Reconnaissant al quete du bonheur comme la quete la plus universellemetn partagée par tous les etres vivants, les traditions bouddhistes développent une autre approche du bonheur probablement à la fois plus claire, plus définie que la notre mais plus difficile à se représenter et difficile à atteindre (sutout pour les occidentaux que nous sommes :-(( ).

Ainsi ce texte de Guendune Rinpoché :

(Lama Guendune Rinpoché est originaire de la province du Kham, dans le Tibet oriental. Après une trentaine d'années de retraite solitaire, il a été envoyé pour enseigner le dharma en occident. Il a fondé le centre Dhagpo Kagyu Ling en France, et est mort le 31 octobre 1997 au Bost en France)


"Le bonheur ne se trouve pas
avec beaucoup d'effort et de volonté
mais réside là, tout près,
dans la détente et l'abandon.
Ne t'inquiète pas, il n'y a rien à faire.
Tout ce qui s'élève dans l'esprit
n'a aucune importance
parce que n'a aucune réalité.
Ne t'y attache pas.
Ne te juge pas.
Laisse le jeu se faire tout seul,
s'elever et retomber, sans rien changer,
et tout s'évanouit et recommence à nouveau, sans cesse.
Seule cette recherche du bonheur nous empêche de le voir.

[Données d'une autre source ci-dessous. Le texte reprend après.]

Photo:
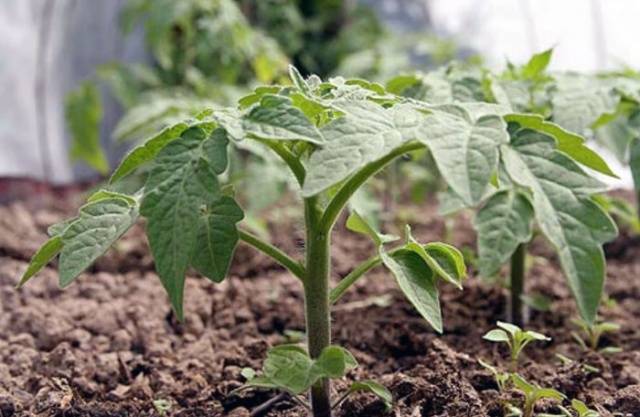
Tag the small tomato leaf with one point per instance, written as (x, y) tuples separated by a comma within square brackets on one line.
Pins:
[(41, 258), (217, 238), (98, 226), (276, 118), (502, 224), (147, 151), (575, 225), (417, 282)]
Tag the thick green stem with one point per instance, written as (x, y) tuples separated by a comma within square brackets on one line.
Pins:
[(317, 307), (517, 308), (276, 254)]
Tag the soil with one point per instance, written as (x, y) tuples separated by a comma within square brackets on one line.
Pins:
[(110, 346)]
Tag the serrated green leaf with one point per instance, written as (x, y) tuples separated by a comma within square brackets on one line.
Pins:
[(444, 260), (217, 238), (573, 223), (465, 151), (496, 335), (334, 362), (97, 227), (450, 260), (374, 388), (276, 118), (356, 223), (181, 183), (579, 101), (567, 142), (107, 195), (289, 367), (41, 258), (366, 133), (503, 223), (417, 282), (512, 329), (537, 64), (298, 80), (147, 151), (83, 111)]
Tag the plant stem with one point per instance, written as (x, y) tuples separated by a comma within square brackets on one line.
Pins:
[(345, 283), (337, 203), (276, 254), (517, 313), (316, 300)]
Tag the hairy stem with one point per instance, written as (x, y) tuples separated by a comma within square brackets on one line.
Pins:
[(335, 206), (289, 158), (276, 254), (345, 283), (517, 312), (316, 297)]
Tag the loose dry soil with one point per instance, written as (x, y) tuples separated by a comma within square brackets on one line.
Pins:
[(110, 346)]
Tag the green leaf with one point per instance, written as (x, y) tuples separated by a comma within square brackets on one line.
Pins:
[(449, 260), (289, 367), (444, 260), (41, 258), (181, 183), (496, 335), (573, 223), (334, 362), (147, 151), (537, 64), (503, 223), (579, 100), (522, 384), (276, 118), (374, 388), (365, 133), (567, 142), (465, 150), (298, 80), (417, 282), (98, 226), (356, 223), (512, 329), (217, 238), (83, 111)]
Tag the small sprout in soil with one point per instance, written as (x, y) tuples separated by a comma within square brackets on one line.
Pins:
[(516, 338), (290, 369), (589, 336), (582, 410), (533, 393), (162, 407), (501, 378)]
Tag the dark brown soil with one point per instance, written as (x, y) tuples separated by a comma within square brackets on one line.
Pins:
[(109, 345)]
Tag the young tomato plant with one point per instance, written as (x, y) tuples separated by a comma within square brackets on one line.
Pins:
[(516, 338), (532, 394), (537, 177), (589, 335), (333, 136)]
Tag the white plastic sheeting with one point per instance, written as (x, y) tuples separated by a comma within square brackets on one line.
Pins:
[(46, 48)]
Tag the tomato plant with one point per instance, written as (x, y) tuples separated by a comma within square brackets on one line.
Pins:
[(333, 136), (538, 176)]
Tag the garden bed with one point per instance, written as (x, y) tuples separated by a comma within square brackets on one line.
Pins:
[(110, 346)]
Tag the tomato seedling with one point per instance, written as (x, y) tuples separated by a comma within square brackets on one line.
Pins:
[(333, 136), (537, 176), (516, 338)]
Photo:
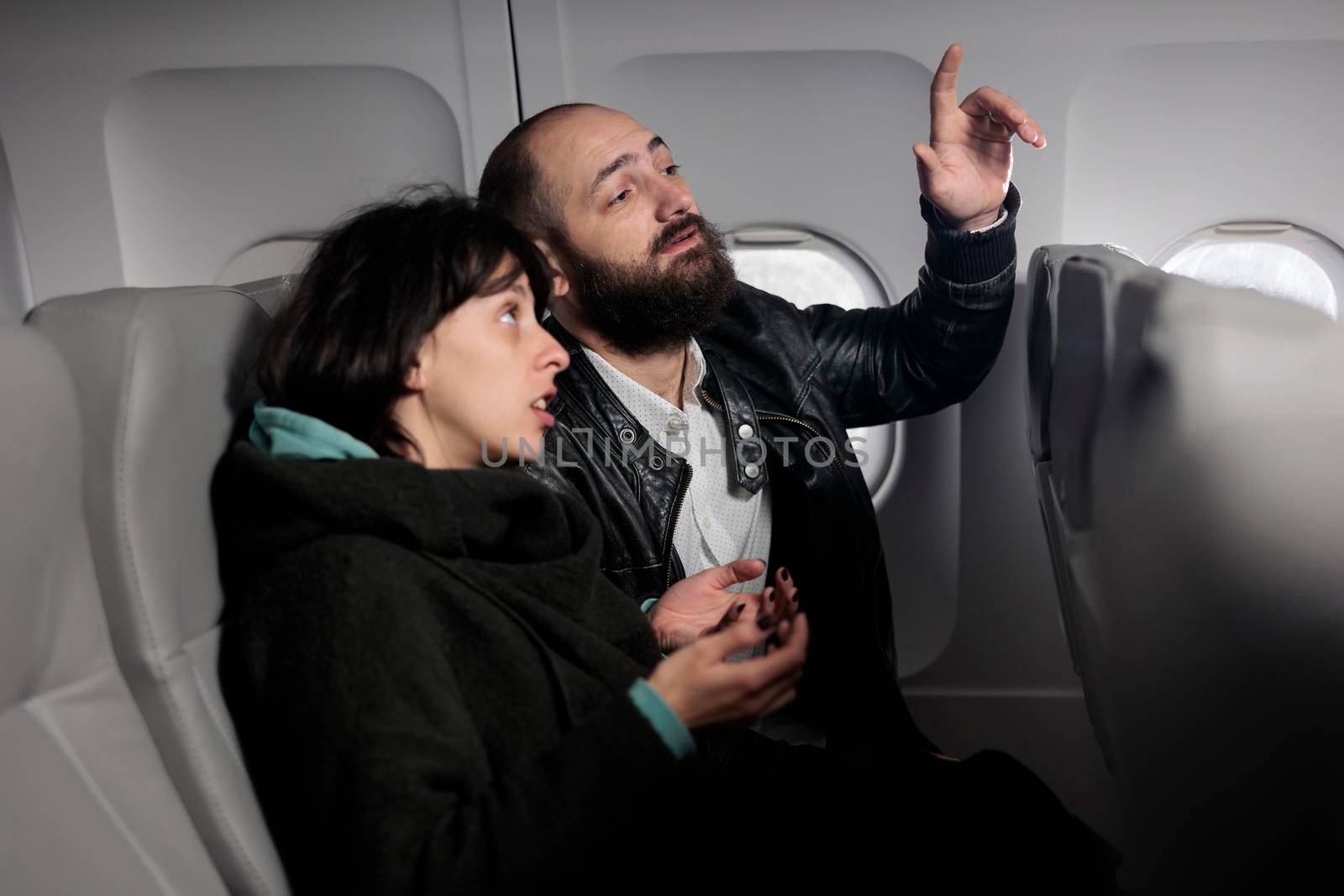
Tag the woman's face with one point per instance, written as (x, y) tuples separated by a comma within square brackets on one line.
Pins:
[(486, 375)]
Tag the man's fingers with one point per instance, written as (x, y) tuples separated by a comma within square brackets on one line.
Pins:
[(734, 573), (734, 636), (994, 107), (942, 93)]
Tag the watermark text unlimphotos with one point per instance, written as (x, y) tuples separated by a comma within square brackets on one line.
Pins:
[(816, 452)]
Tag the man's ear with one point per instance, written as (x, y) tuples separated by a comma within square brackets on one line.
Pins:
[(559, 282), (416, 380)]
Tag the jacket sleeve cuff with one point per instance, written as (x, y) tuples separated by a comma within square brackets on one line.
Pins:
[(963, 257), (667, 723)]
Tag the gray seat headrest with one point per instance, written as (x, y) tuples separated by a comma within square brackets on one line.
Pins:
[(160, 375)]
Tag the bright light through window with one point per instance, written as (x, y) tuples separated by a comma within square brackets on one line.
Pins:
[(808, 270), (1273, 269), (803, 275)]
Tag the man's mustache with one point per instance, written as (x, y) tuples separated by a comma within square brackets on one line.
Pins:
[(676, 228)]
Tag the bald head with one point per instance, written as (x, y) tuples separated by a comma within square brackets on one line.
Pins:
[(517, 179)]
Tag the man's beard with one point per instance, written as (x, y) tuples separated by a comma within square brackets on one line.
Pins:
[(638, 309)]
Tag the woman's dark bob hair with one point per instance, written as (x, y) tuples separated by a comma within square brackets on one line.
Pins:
[(376, 285)]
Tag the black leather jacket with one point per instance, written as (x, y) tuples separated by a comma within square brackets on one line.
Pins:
[(790, 382)]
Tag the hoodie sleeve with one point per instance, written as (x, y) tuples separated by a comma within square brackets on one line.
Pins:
[(370, 768)]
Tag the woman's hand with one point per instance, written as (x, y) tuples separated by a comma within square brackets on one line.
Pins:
[(703, 689), (699, 604)]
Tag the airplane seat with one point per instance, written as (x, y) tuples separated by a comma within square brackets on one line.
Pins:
[(160, 375), (1068, 338), (87, 804), (1218, 496), (270, 291)]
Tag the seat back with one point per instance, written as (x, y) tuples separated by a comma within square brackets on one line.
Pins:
[(1073, 291), (160, 375), (1218, 490), (85, 802)]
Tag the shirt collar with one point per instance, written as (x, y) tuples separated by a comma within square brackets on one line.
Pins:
[(648, 407)]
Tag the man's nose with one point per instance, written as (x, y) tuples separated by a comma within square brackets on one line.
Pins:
[(672, 201)]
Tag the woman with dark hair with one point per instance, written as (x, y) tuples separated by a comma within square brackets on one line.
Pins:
[(434, 687)]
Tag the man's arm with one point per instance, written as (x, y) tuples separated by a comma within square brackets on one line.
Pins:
[(934, 347)]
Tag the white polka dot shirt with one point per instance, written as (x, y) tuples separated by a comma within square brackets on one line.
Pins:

C'est comme un arc-en-ciel
qu'on poursuit, sans jamais le rattraper
parce qu'il n'existe pas, qu'il a toujours été là
et t'accompagne à chaque instant.
Ne crois pas à la réalité des expériences bonnes ou mauvaises,
elles sont comme des arc-en-ciel.
A vouloir l’insaisissable, on s'épuise en vain.
Dès lors qu'on relâche cette saisie,
l'espace est là, ouvert, hospitalier et confortable.
Alors profites-en ! Tout est à toi, déjà. Ne cherche plus.
Ne va pas chercher dans la jungle inextricable
l'éléphant qui est tranquillement à la maison.

Rien à faire
Rien à forcer
Rien à vouloir
Et tout se fait tout seul."


Mais c'est aussi dans un petit pays profondément bouddhiste, le Bouthan, que s'est développé l'indice de "Bonheur National Brut" dont les autorités se servent pour prendre les décisions de développemetn du pays.

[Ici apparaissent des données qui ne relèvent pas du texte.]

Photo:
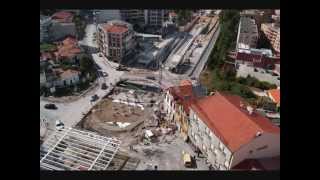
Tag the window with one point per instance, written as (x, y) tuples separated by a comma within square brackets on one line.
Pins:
[(221, 146), (263, 147)]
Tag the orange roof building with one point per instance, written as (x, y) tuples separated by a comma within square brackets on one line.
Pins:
[(274, 95), (236, 131)]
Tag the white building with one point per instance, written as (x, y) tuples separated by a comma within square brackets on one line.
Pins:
[(103, 16), (228, 132), (45, 23), (67, 78), (62, 25)]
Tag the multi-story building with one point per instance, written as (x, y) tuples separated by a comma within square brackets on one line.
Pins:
[(262, 58), (45, 23), (247, 33), (177, 104), (103, 16), (116, 40), (62, 25), (228, 132), (143, 17), (272, 32)]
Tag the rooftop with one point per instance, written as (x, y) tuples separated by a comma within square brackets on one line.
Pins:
[(62, 16), (65, 74), (68, 48), (275, 94), (233, 124), (72, 149)]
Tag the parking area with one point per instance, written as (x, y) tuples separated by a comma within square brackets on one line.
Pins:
[(261, 74)]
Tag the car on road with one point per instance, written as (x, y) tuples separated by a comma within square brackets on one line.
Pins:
[(94, 98), (151, 77), (50, 106), (104, 86), (59, 125), (104, 74)]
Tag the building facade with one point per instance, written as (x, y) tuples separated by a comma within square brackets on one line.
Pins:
[(62, 25), (228, 132), (247, 33), (45, 23), (116, 40)]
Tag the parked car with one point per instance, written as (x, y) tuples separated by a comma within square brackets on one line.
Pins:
[(186, 159), (50, 106), (59, 125), (94, 98), (104, 86)]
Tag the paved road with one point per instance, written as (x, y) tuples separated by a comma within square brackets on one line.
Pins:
[(204, 58), (71, 113)]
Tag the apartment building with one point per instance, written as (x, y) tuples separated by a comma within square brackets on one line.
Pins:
[(247, 33), (116, 40), (62, 25), (228, 131), (145, 17), (272, 32), (262, 58), (45, 23), (103, 16)]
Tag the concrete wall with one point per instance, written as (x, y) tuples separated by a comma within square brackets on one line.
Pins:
[(251, 150), (169, 106), (69, 81), (209, 144)]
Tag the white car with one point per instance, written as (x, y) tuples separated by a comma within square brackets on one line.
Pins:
[(59, 125)]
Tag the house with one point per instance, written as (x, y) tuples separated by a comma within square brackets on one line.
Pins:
[(62, 25), (262, 58), (66, 77), (63, 17), (177, 102), (68, 49), (274, 95), (227, 131)]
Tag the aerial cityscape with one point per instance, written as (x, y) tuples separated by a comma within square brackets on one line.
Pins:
[(159, 89)]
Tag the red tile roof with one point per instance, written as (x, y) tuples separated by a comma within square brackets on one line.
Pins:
[(68, 48), (275, 94), (63, 16), (233, 125), (249, 164), (258, 60), (115, 28)]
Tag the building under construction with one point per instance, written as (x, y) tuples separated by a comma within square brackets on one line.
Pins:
[(72, 149)]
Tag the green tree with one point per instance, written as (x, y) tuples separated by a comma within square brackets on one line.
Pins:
[(86, 64)]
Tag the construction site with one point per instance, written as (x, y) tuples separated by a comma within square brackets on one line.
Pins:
[(148, 142)]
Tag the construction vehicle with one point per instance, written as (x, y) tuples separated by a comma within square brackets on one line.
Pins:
[(186, 159)]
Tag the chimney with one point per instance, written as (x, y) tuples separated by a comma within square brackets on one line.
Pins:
[(241, 104), (258, 134)]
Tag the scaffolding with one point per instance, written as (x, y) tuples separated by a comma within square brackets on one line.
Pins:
[(72, 149)]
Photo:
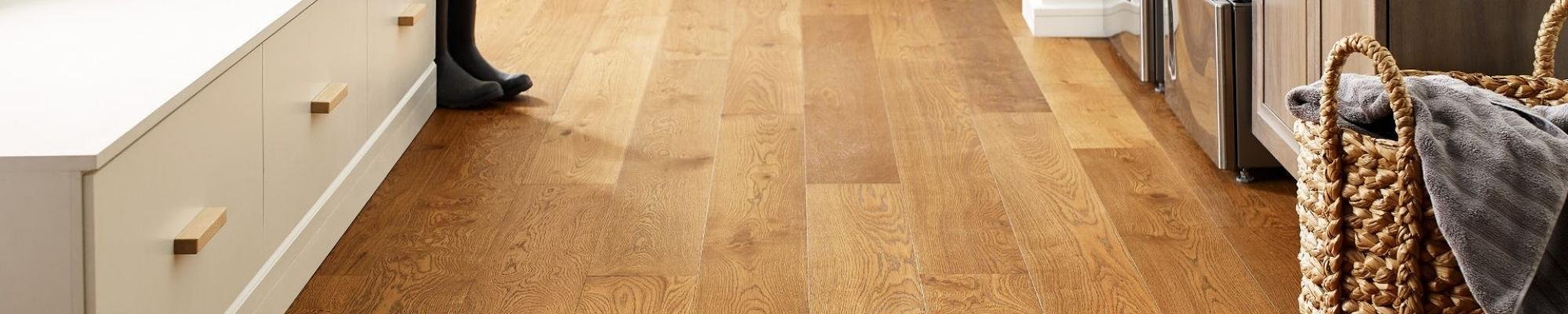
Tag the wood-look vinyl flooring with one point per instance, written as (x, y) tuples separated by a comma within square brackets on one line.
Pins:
[(808, 156)]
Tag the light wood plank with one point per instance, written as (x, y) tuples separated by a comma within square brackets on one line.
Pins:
[(589, 131), (860, 257), (662, 197), (637, 296), (848, 137), (539, 261), (981, 294), (755, 250), (700, 31), (981, 45), (1086, 98), (766, 64), (1185, 260), (1075, 254), (1250, 216), (835, 7)]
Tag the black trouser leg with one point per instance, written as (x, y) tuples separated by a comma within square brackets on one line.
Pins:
[(466, 53), (456, 89)]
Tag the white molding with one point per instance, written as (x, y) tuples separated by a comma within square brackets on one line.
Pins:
[(275, 288), (1080, 18)]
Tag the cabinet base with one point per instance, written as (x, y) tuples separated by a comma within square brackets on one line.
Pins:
[(275, 288)]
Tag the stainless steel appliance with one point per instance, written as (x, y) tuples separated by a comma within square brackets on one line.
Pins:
[(1138, 38), (1208, 79)]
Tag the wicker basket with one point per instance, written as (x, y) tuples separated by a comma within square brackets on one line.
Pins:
[(1370, 239)]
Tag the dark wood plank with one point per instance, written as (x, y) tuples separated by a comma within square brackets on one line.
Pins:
[(848, 139)]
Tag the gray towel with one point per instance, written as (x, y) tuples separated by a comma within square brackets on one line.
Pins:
[(1498, 177)]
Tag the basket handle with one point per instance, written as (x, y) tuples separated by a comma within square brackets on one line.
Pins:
[(1547, 38), (1409, 293), (1387, 71)]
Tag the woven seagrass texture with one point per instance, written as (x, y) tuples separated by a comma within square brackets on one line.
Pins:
[(1370, 241)]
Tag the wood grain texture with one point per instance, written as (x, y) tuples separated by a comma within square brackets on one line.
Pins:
[(540, 260), (981, 294), (1091, 106), (656, 224), (863, 227), (956, 208), (755, 250), (637, 296), (680, 139), (590, 128), (978, 38), (835, 7), (1072, 246), (1265, 236), (700, 31), (848, 139), (766, 64), (1185, 260)]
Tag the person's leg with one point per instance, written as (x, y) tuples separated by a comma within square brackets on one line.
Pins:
[(466, 53), (456, 89)]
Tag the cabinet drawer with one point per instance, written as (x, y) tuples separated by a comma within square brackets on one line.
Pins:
[(321, 49), (399, 54), (205, 155)]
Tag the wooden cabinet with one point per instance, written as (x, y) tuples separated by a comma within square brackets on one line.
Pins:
[(249, 161)]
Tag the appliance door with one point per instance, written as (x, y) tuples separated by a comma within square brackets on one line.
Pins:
[(1199, 67), (1138, 38)]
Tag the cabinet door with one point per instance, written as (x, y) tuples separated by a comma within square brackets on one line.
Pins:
[(205, 155), (307, 152), (1282, 45), (399, 51)]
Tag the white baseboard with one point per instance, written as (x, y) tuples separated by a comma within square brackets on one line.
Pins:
[(1078, 18), (291, 268)]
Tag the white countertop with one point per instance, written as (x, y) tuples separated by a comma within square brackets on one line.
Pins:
[(82, 79)]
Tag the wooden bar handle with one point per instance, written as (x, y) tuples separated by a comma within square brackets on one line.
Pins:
[(412, 15), (200, 232), (328, 100)]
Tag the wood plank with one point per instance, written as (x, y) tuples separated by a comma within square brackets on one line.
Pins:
[(755, 250), (835, 7), (637, 296), (860, 255), (1075, 254), (848, 137), (539, 261), (981, 45), (330, 296), (1087, 101), (1257, 217), (589, 133), (1185, 260), (766, 71), (543, 38), (956, 208), (981, 294), (661, 200), (700, 31)]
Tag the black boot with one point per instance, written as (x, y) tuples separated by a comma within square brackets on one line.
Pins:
[(456, 87), (463, 49)]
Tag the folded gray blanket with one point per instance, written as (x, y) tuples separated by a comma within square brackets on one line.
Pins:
[(1498, 177)]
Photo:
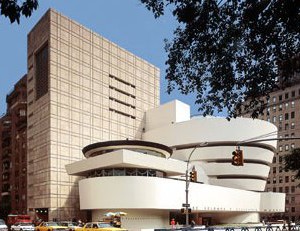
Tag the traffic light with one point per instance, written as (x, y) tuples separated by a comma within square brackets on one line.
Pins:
[(193, 176), (237, 158)]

"Le Bhoutan ou le bonheur national brut
«S'il ne s'agissait du Bhoutan, le concept de "Bonheur national brut" serait probablement mort et enterré. Le Bhoutan, petit royaume himalayen (superficie : 47 000 km2, population : 2 200 000 h. majoritairement bouddhistes, pouvoir d'achat ajusté: $1300 US per capita), est le seul pays du monde à avoir adopté cet indicateur comme mesure officielle du bien-être de sa population.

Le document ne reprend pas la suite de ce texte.